Thursday, February 10, 2005
| Title |
Divisibility properties of Fibonacci and Lucas numbers |
| Speaker |
Peter Hilton
Distinguished Professor Emeritus
State University of New York, Binghamton
|
| Time |
4:00-5:00 p.m. |
| Place |
LIF 269 |
Abstract
We establish divisibility relations between Fibonacci and Lucas numbers.
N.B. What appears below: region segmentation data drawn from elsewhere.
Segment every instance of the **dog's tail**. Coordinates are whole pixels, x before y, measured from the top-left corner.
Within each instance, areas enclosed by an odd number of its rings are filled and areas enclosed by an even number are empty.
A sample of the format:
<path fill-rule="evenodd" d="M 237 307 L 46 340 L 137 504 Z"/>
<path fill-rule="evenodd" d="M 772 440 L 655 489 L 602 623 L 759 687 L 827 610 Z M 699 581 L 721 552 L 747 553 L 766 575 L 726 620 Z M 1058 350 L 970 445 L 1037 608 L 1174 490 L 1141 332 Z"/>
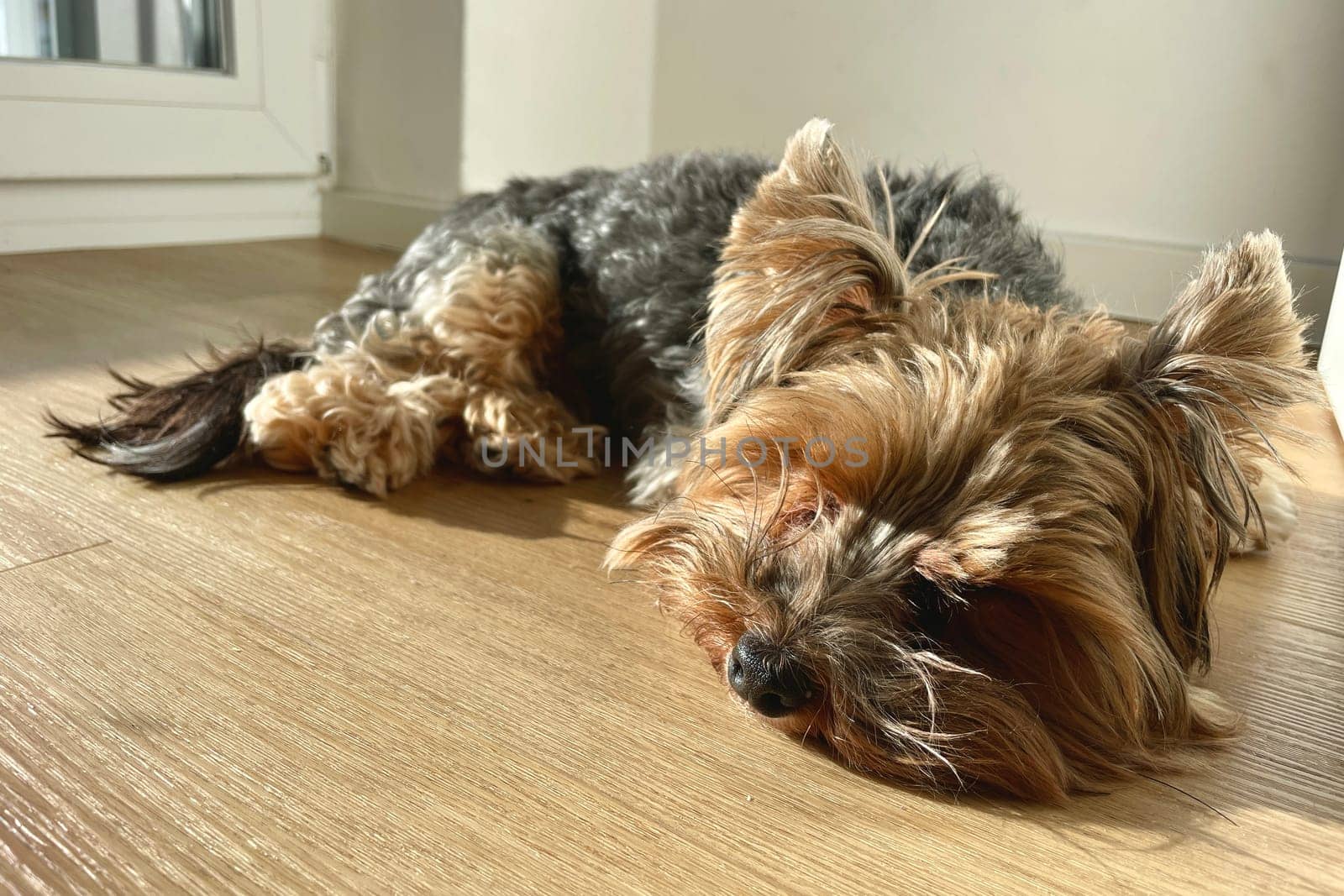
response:
<path fill-rule="evenodd" d="M 271 376 L 300 369 L 309 352 L 292 343 L 262 343 L 220 352 L 210 348 L 198 372 L 165 386 L 112 371 L 125 387 L 109 402 L 116 414 L 86 426 L 51 411 L 52 438 L 77 454 L 122 473 L 169 482 L 206 473 L 243 443 L 243 406 Z"/>

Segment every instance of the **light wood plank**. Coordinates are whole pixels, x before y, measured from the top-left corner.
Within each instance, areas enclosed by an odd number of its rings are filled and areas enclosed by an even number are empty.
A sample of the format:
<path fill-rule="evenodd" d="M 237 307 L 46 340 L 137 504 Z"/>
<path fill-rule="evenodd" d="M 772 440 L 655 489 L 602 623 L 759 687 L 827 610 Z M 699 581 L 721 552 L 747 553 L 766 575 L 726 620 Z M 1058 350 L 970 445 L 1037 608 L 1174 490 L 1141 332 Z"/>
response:
<path fill-rule="evenodd" d="M 39 438 L 42 407 L 97 408 L 102 361 L 302 332 L 388 261 L 0 258 L 0 570 L 32 560 L 0 571 L 11 888 L 1340 888 L 1344 445 L 1320 414 L 1290 449 L 1298 533 L 1234 562 L 1215 611 L 1246 736 L 1169 779 L 1231 821 L 1153 782 L 1060 809 L 909 793 L 754 723 L 598 572 L 616 478 L 444 472 L 379 502 L 266 470 L 149 486 Z"/>

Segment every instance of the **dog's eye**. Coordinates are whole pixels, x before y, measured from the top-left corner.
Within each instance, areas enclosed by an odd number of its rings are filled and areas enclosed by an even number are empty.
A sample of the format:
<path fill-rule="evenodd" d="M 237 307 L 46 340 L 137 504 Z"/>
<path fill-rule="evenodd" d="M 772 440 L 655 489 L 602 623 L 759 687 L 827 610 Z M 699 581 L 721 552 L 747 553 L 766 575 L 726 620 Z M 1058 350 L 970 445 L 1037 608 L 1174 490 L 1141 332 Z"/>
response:
<path fill-rule="evenodd" d="M 922 575 L 913 575 L 902 588 L 902 596 L 910 607 L 910 629 L 914 633 L 937 639 L 952 622 L 954 598 Z"/>

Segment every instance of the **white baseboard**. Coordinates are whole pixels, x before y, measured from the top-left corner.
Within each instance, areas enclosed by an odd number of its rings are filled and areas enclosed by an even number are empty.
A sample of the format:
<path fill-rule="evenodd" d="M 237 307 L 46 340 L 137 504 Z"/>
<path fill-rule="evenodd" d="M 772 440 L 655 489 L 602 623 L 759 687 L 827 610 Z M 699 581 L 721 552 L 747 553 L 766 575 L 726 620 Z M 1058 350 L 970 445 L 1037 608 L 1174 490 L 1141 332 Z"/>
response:
<path fill-rule="evenodd" d="M 1156 321 L 1199 267 L 1204 249 L 1138 240 L 1050 234 L 1047 243 L 1060 253 L 1068 283 L 1093 305 L 1116 317 Z M 1289 257 L 1289 277 L 1298 292 L 1298 309 L 1314 317 L 1309 341 L 1318 345 L 1329 313 L 1337 263 Z"/>
<path fill-rule="evenodd" d="M 401 251 L 444 211 L 434 203 L 403 196 L 336 189 L 323 195 L 323 235 Z"/>
<path fill-rule="evenodd" d="M 0 181 L 0 254 L 320 232 L 312 179 Z"/>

One
very striking result is the following: If the Fibonacci number
Fm divides some Lucas number
Ln, then Fm =
1, 2 or 3. Another surprising result is that if Ln
divides Fm, then
Fn divides Fm
and yet Ln and
Fn are “almost” coprime.
Thursday, February 3, 2005
| Title |
Logical Operators III: the Transitive Closure Operator |
| Speaker |
Professor Greg McColm |
| Time |
4:00-5:00 p.m. |
| Place |
LIF 269 |
Abstract
This is the third of three talks aimed at describing lattice-valued (e.g.,
boolean and/or fuzzy) Least Fixed Point logic and the Transitive Closure operator,
a logical operator intimately connected with NLOGSPACE.
In this talk, we present the Transitive Closure Operator, and a game-theoretic
representation of it.
Thursday, January 27, 2005
| Title |
Logical Operators II: Game Semantics |
| Speaker |
Professor Greg McColm |
| Time |
4:00-5:00 p.m. |
| Place |
ENC 1002 |
Abstract
This is the second of several talks aimed at describing lattice-valued (e.g.,
boolean and/or fuzzy) Least Fixed Point logic and the Transitive Closure operator,
a logical operator intimately connected with NLOGSPACE.
In this talk, we present a game-theoretic logic based on operators on a lattice
of game-value functions.
Thursday, January 20, 2005
| Title |
Logical Operators I: Fixed Points |
| Speaker |
Professor Greg McColm |
| Time |
4:00-5:00 p.m. |
| Place |
NES 103 |
Abstract
This is the first of several talks aimed at describing the Transitive Closure
operator, a logical operator intimately connected with NLOGSPACE.
In this talk, we start at the beginning, with a description of operators on
lattices, the existence and construction of fixed points of operators, and the
consequent extension of First Order logic.